Young Ding attended a school run by English Methodists. All the subject were thought through English and the language was to prove very useful to him later in life.

Among his school friends was Peter Neik, who came from a relatively well-to-do family. Peter studied in Trinity College, Dublin and he encouraged Ding to follow. The two remain friends today. Another life-long friend is PK Chew, a barrister who lived in Manchester but is now back in Malaysia.

Ding found Ireland to his liking and he worked at various jobs. Among the list was one of the first Chinese takeaways in Dublin, the Bamboo in Ranelagh. He found he enjoyed cooking and, after a spell in Manchester and a brief spell studying an engineering course in Trinity, he landed a job in Kites, the famous restaurant in Ballsbridge that specialised in upmarket Oriental food.

Eager to start up a food outlet of his own Ding and a business partner went to Navan to look at a premises. Passing Kilcarn Bridge they copped the nearby public house was up for sale.
They also noticed something else: customers were trying to get into the place even though it was closed.

Ding and his business colleague decided to buy the outlet. They re-named it ‘The Willows.’ Over the past 27 years he has looked to improve the business.
“Any money I make I put back into it,” he says as he looks around his well-maintained premises while outside the light of an November evening rapidly fades.

He talks of the day when, in late 2003, travelling to Monaghan, he received a call from an acquintance in Dublin. They were looking for Oriental-looking men to take part in a film and the acquintance thought Ding might be interested.

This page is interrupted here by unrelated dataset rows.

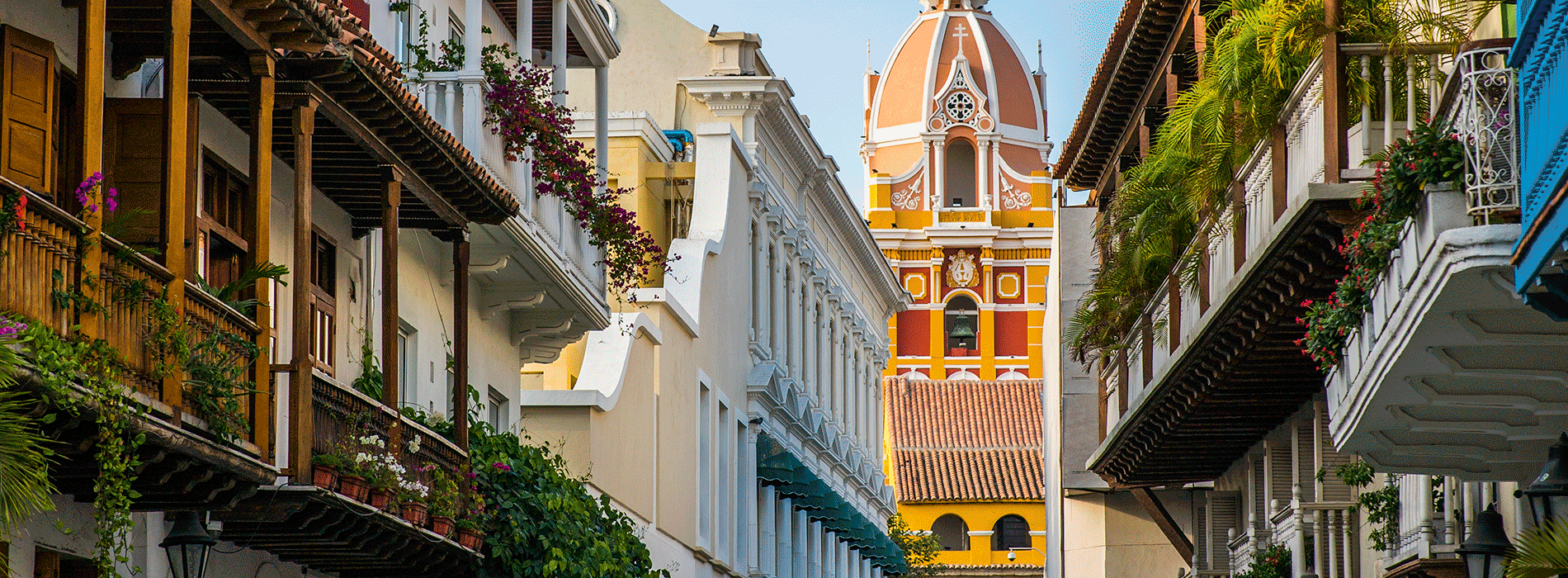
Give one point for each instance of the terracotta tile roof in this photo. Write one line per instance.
(965, 440)
(334, 31)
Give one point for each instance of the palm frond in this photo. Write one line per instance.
(1540, 552)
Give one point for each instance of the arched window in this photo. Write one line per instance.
(960, 175)
(960, 329)
(1008, 533)
(951, 531)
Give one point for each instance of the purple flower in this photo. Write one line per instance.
(12, 327)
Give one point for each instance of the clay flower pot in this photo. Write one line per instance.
(470, 539)
(324, 476)
(353, 487)
(414, 513)
(380, 500)
(442, 525)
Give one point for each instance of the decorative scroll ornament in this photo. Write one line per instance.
(1015, 198)
(961, 271)
(909, 198)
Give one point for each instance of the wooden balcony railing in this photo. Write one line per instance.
(1399, 87)
(344, 415)
(41, 282)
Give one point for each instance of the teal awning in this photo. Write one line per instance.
(792, 480)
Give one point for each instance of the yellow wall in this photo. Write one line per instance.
(980, 517)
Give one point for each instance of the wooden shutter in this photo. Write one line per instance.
(27, 106)
(134, 163)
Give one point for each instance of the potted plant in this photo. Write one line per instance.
(470, 534)
(442, 501)
(380, 468)
(411, 497)
(324, 470)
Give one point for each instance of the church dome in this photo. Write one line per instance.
(956, 66)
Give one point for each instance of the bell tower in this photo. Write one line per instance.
(960, 195)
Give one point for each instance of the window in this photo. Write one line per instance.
(324, 301)
(960, 173)
(220, 245)
(404, 33)
(1008, 533)
(951, 531)
(499, 415)
(408, 365)
(960, 324)
(455, 33)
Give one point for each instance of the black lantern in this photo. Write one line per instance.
(1548, 494)
(187, 546)
(1487, 546)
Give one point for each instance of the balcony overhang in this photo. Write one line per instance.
(329, 533)
(1452, 374)
(181, 467)
(1240, 374)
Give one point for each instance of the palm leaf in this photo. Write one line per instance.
(1540, 552)
(24, 456)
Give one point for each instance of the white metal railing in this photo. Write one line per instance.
(1485, 118)
(1402, 83)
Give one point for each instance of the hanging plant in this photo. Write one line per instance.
(521, 111)
(1432, 154)
(96, 367)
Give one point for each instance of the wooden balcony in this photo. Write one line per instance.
(1216, 365)
(329, 531)
(184, 462)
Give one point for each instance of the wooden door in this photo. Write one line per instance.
(27, 107)
(134, 163)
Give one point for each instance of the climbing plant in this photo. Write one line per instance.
(1178, 195)
(919, 548)
(541, 522)
(24, 471)
(63, 365)
(1432, 154)
(1380, 505)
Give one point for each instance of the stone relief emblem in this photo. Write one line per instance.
(1015, 198)
(909, 198)
(961, 271)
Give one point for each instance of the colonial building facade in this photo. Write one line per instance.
(956, 160)
(245, 134)
(734, 407)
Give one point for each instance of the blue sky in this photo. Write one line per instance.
(820, 48)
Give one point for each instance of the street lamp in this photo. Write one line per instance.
(1487, 546)
(187, 546)
(1548, 494)
(1012, 555)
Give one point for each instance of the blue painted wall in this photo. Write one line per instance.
(1542, 59)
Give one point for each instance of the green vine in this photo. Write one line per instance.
(96, 367)
(541, 522)
(1380, 506)
(1272, 562)
(1430, 154)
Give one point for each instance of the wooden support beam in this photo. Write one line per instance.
(301, 407)
(460, 341)
(93, 55)
(1334, 95)
(262, 106)
(378, 148)
(176, 170)
(391, 369)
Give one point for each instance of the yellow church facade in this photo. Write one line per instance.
(960, 197)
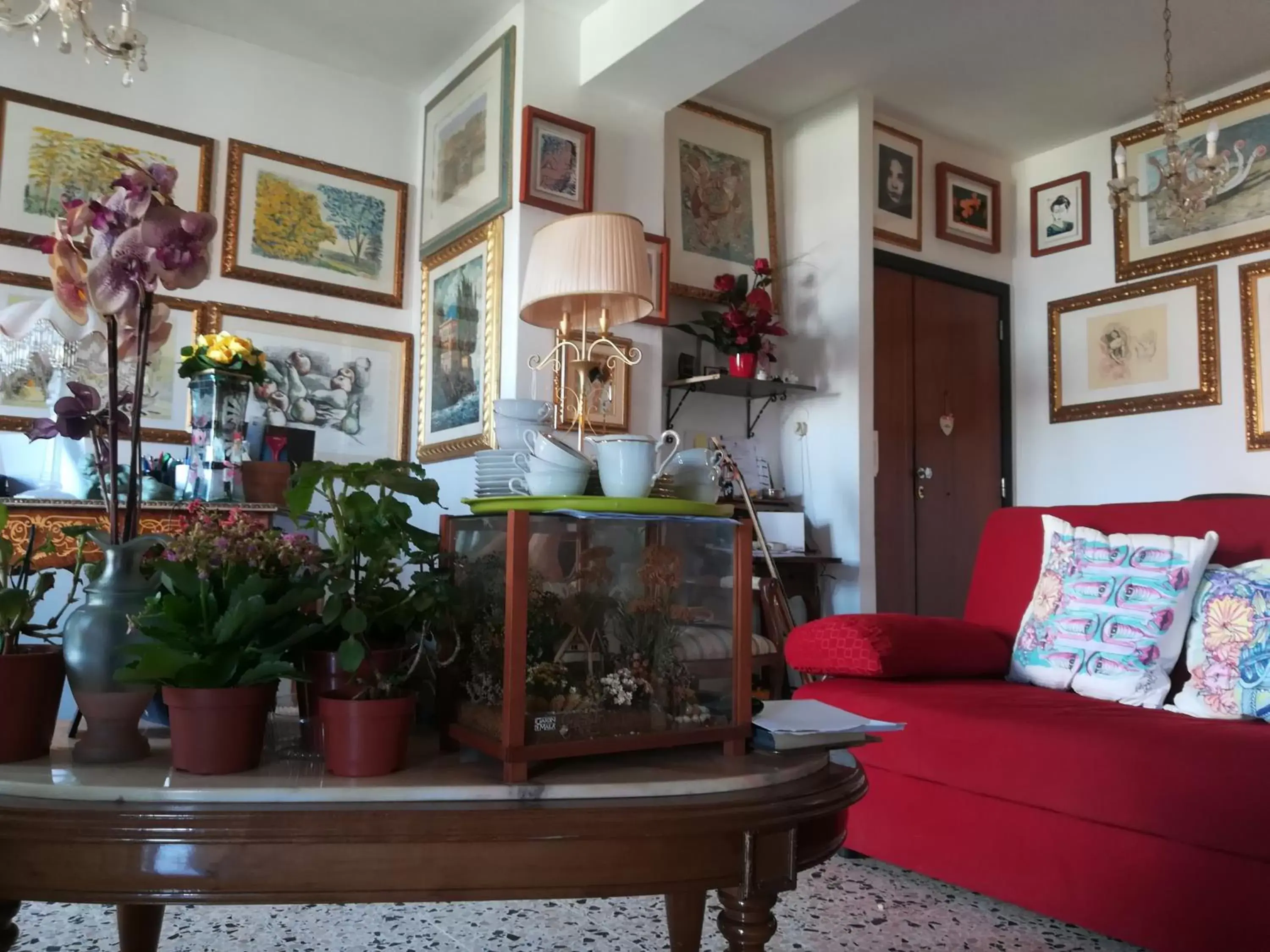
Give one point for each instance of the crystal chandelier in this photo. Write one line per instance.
(1187, 179)
(122, 42)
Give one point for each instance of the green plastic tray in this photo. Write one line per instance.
(493, 506)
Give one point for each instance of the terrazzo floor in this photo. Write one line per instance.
(848, 904)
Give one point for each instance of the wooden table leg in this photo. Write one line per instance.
(685, 916)
(140, 927)
(747, 919)
(8, 928)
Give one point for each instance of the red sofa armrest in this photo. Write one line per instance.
(898, 647)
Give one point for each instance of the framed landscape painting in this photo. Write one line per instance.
(51, 149)
(558, 162)
(967, 209)
(1235, 223)
(1136, 348)
(308, 225)
(898, 193)
(721, 198)
(468, 148)
(25, 391)
(459, 343)
(348, 384)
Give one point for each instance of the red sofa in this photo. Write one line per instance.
(1150, 827)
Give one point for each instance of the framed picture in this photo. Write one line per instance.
(660, 266)
(1235, 223)
(25, 393)
(967, 209)
(312, 226)
(348, 384)
(898, 195)
(51, 149)
(1136, 348)
(1061, 215)
(558, 162)
(605, 384)
(468, 148)
(721, 198)
(459, 341)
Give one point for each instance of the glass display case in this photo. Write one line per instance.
(600, 634)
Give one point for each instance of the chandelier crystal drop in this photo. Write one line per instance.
(122, 41)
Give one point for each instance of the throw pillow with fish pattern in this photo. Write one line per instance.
(1109, 614)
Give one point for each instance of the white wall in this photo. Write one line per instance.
(1124, 459)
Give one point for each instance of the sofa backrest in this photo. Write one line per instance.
(1009, 560)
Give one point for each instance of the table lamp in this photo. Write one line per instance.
(587, 273)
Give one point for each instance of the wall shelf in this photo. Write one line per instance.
(748, 389)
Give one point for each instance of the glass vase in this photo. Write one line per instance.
(218, 437)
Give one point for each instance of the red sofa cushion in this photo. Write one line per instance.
(897, 647)
(1189, 780)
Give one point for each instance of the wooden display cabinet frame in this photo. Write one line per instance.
(512, 749)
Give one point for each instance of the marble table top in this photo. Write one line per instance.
(430, 777)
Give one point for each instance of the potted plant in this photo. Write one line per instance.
(31, 676)
(742, 330)
(232, 606)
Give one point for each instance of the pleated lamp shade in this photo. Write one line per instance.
(586, 263)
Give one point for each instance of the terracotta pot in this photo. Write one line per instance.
(742, 365)
(218, 730)
(31, 691)
(266, 483)
(365, 738)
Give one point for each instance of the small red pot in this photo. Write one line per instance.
(742, 365)
(365, 738)
(218, 730)
(31, 692)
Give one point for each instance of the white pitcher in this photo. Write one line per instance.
(629, 465)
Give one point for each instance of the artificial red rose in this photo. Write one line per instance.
(760, 300)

Encourged by his friend Ding eventually decided to go to auditions “for the craic.”  They asked him to play an angry man and sent the takes to London. Shortly afterwards Ding heard that he hadn’t got the part they orginally had in mind for him but the film-makers thought he could fill another role - that of the erring farmer in ‘Batman Begins.’

Not that he knew all that at the time. When he travelled for shooting in Shepperton Studios outside London he didn’t even know what film it was. “I only knew when I went into the dressing room and I saw the Batman suits and, tongue-in-cheek, I said: ‘I think I would look better in the suit on the left!!’”
He was put up in a high-class hotel, across from Pete Townsend’s house and down the road from Mick Jagger’s pad, and transported around London in a chauffeur-driven Mercedes.

He had his own dressing room. He also got a chance to see how a film is made. “Amazing” is how he describes it. 

In one brief scene he is in a bamboo cage pleading to be released; in the other he escapes the beheading. The former scene took nearly a week to make; the latter was done in one take.

He laughs now to think of how he ended up living the life of a film-star hanging out the the likes of Liam Neeson.

For two weeks at least he lived the Hollywood dream.

 

Soo Hee Ding plays his favourite Irish tune 'The Town I Love So Well' on his harmonica.